Dia juga tak pernah menyangka kalau di akhir perang ibunya justru ikut memberikan kesaksian palsu pada Voldemort dengan mengatakan kalau Harry Potter telas tewas oleh kutukan pangeran kegelapan itu, yang membuat Harry akhirnya bisa bangkit kembali dan mengahancurkan mimpi buruk di dunia sihir.
Draco menghela napas panjang dan kembali mendongakkan wajahnya, memandang titik yang sejak tadi menyita perhatiannya. Tapi dia terkejut saat tak mendapati Harry di tempat itu lagi.
Dengan gusar dia melempar pandangannya kemana-mana, mencari sosok musuhnya yang telah lenyap entah kemana. Aneh, padahal dua sahabat kesayangannya masih tetap tinggal di meja panjang Gryffindor, 'Kemana dia?', tanya Draco dalam hati.
.
.
Sementara itu di tepi danau, tampak bola-bola sinar melompat-lompat indah di udara. Putih, biru, merah, kuning, hijau, ungu… bola-bola halus itu seakan menari, menghibur pemilik tongkat sihir yang mengendalikan gerak mereka.
Pelan terdengar tawa halus dari bibir pemuda berambut hitam berantakan itu, saat dia melihat bola-bola sinarnya saling bertabrakan dan menciptakan warna baru yang cerah.
Harry Potter merasa sedikit terhibur dengan menjauh dari keramaian. Bukannya dia tak bangga disebut pahlawan, tapi dia merasa kalau bukan dialah pahlawan yang sesungguhnya. Dia tak berhak menyandang julukan kehormatan itu, itu terlalu tinggi untuknya. Severus Snape, pria itulah yang pantas disebut pahlawan kalau dilihat dari semua pengorbanan yang telah dilakukannya selama ini, untuk melindungi dunia sihir, dan juga dirinya.

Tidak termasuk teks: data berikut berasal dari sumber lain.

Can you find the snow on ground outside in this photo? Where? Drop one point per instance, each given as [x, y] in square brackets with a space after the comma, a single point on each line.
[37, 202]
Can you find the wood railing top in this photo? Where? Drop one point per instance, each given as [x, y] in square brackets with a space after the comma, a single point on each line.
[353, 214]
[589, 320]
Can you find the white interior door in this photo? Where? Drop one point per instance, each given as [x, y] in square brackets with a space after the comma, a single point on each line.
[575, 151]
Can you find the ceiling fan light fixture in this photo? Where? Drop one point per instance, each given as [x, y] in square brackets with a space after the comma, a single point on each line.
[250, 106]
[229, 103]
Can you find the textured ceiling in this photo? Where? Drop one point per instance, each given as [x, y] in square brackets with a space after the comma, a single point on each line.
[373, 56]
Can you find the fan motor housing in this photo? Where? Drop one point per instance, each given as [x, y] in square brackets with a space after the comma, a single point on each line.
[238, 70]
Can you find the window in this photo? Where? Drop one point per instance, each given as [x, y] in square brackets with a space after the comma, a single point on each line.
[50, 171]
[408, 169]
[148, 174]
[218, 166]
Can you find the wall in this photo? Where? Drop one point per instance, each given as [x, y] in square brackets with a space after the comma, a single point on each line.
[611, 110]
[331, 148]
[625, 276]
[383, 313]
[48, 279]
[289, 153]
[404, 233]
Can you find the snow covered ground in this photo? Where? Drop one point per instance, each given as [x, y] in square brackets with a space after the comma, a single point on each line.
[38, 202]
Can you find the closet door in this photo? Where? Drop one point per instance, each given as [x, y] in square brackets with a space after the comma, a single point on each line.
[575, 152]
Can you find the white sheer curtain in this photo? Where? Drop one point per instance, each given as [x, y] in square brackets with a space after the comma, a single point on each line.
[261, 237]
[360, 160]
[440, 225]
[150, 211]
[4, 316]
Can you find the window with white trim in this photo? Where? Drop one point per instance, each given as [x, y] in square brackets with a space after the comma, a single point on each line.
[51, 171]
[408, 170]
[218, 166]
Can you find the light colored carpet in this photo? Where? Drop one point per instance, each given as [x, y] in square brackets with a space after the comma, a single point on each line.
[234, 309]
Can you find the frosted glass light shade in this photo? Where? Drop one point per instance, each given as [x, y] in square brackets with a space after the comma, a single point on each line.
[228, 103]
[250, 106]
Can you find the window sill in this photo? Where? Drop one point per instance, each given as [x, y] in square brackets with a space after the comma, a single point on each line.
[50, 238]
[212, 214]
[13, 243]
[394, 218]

Di balik topeng esnya yang dingin dan tak berekspresi, di balik sifatnya yang keji dan keras, di balik hatinya yang seperti tak memiliki rasa… justru dibalik semua itulah tersimpan pengorbanan yang begitu dalam. Terimpan rasa cinta yang sangat besar untuk dirinya yang selama ini justru berpikir kalau dia dibenci.
Menyesal, itulah yang dirasakan Harry hingga saat ini. Andai bisa, dia ingin sekali saja mengucapkan 'Terima kasih' pada guru ramuannya itu, mengucapkan kata yang begitu ingin diucapkannya.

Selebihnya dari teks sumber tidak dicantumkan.